ChatGPT answers physics questions like a confused C student

The first thing you’ll notice when you ask ChatGPT a question is how smart and knowledgeable its answer sounds. It identifies the proper topic, speaks in intelligible sentences, and employs the expert tone of an educated human. The million-dollar question is: Does the AI give correct answers?

While ChatGPT (or any other chatbot) is obviously not sentient, its output is reminiscent of a person in certain ways. That’s not surprising, given that it mimics human language patterns. I’ve described ChatGPT as a parrot watching a million years of soap operas. The AI is very good at stringing together sentences simply because it has seen so many of them — it just doesn’t understand them.

But given its demonstrated abilities, such as acing a microbiology quiz, I asked ChatGPT a battery of physics questions, from relatively simple undergraduate subjects to specialized expert topics. I wasn’t interested in its ability to recite information or crunch numbers. (You can ask WolframAlpha or a search engine to do this.) Instead, I wanted to see if ChatGPT could interpret and give useful responses to the kinds of questions that a specialist human might be expected to answer.

A mediocre C student

All told, ChatGPT’s performance wasn’t up to par for an expert. It reminded me of a hardworking C student: one who doesn’t understand the material, but memorizes very well and puts in extra effort to eke out credit and pass the class. Let’s look at this in more detail.

The AI usually begins by regurgitating your question using more words or redefining the term you asked it about. (Thanks, but I have 50 exams to grade, so please don’t waste my time.) It later re-regurgitates, forming a miniature conclusion. (Now I’m getting irritated. A strong student gives concise, correct answers. A weaker student stumbles through long answers with convoluted explanations.)

In response to a simple question, ChatGPT generally produces three or four paragraphs of output. This usually contained the right answer, which was impressive. However, it sometimes included additional wrong answers. It also often contained extraneous details, related but unimportant facts, and definitions of partially irrelevant terms. The breadth of concepts imparted from its training is impressive, but the links between them are often nebulous. It can tell you what, but not why.

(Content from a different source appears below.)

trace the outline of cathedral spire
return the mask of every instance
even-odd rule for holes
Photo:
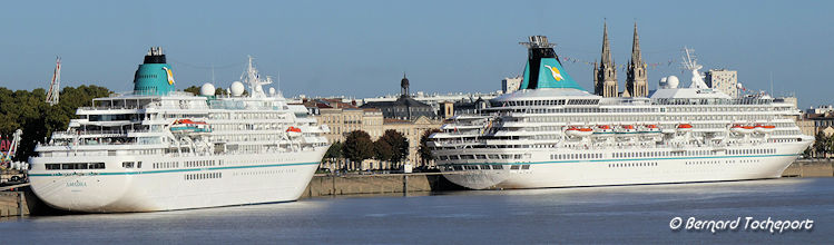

If I asked you why it was dark in here, and you said, “Because the light is off,” you’d be correct, but you’re not really telling me anything useful. I hope you wouldn’t go on to tell me about the definition of light, how light can be measured, and what colors make up light before summarizing that something that’s dark isn’t light. But that’s the sort of answer ChatGPT would provide.

ChatGPT’s word salad

When asked a harder question, ChatGPT tries to score points by shotgunning you with answer pellets. Each answer says a modest amount, using a lot of unnecessary words. In this way, the AI reminds me of a student who lacks full conceptual understanding and gives multiple explanations, elaborated in confusing ways, hoping to hit on something correct for partial credit and win extra points for effort.

ChatGPT’s response to each of my difficult questions consisted of a mix of good correct answers, partially correct answers with incorrect portions, answers that stated factual information but didn’t ultimately explain anything, answers that might be true but were irrelevant, and answers that were dead wrong. The wrong answers included full explanations that sounded reasonable, but were total nonsense on close reading.

Confoundingly, I cannot predict when the AI will give a right answer or a wrong one. It can give a confused response to a simple question and an impressive reply to an arcane query. ChatGPT also throws extraneous related information on top for brownie points, but often this just gets it into trouble.

Confident but wrong

More than once, I received an answer in which the AI would start by giving a correct definition. (Usually, it was restating the Wikipedia entry related to the topic, which is the student equivalent of rote memorization.) Then the AI would elaborate but say something completely wrong or backward. This reinforces my impression that the model seems well trained on what concepts are linked together, but it is unable to capture the nature of those relationships.

For example, ChatGPT knows A is related to B. However, it often doesn’t know if A implies B, or if A precludes B. It may mistake whether A and B are directly correlated or inversely correlated. Possibly A and B are just similar topics with no relevant relationship, but when asked about A, it tells you about A and then yammers on about B.

Beyond tabulating right and wrong scores, human factors matter in a human evaluation of the AI. It’s easy to overestimate ChatGPT’s ability because of its writing and tone. The answers are written well, read coherently, and give the impression of authority. If you don’t know the true answer to your own question, ChatGPT’s answer will make you believe that it knows.

This is troubling. If someone is a fool and talks like one, we can easily tell; if someone is a fool but well spoken, we might start to believe them. For sure, ChatGPT could give you the right answer or useful information. But it could just as eloquently and convincingly give you a wrong answer, a convenient or malicious lie, or propaganda embedded by its training data or human hands. ChatGPT may be a C student, but C students run the world.